The rebound broke a six-month downtrend for the stock, which remains down roughly 23% year-to-date from 2025 highs near $207. Despite the pullback, Palantir maintains a market capitalization exceeding $340 billion, reflecting sustained investor interest in its AI-powered platforms even as valuations draw scrutiny.
Analysts largely maintain a Moderate Buy consensus on Palantir. Across 31 Wall Street firms, the average 12-month price target sits near $190, implying roughly 30% upside from current levels. Targets range from a low of $70 to a high of $255, highlighting divided opinions on whether the premium valuation is justified by growth prospects.

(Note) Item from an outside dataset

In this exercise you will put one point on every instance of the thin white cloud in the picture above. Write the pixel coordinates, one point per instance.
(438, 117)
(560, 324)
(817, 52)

Palantir reported strong first-quarter 2026 results, with revenue of $1.63 billion beating expectations and adjusted earnings per share of $0.33 surpassing forecasts. The company raised full-year guidance, projecting revenue between $7.18 billion and $7.20 billion, driven by accelerating commercial AI adoption and steady government contracts.
The company’s dual business model — serving both commercial enterprises and government agencies — has provided resilience. U.S. commercial revenue has grown rapidly, fueled by its Artificial Intelligence Platform (AIP) and ontology-based data integration tools. Key wins in sectors like healthcare, finance and manufacturing have expanded its customer base.
However, the stock trades at elevated multiples, with a price-to-earnings ratio exceeding 140x trailing earnings. Critics argue this valuation leaves little room for error if AI hype moderates or if customer retention falters. CEO Alex Karp has faced attention for ongoing share sales, though such activity is common among executives at high-growth firms.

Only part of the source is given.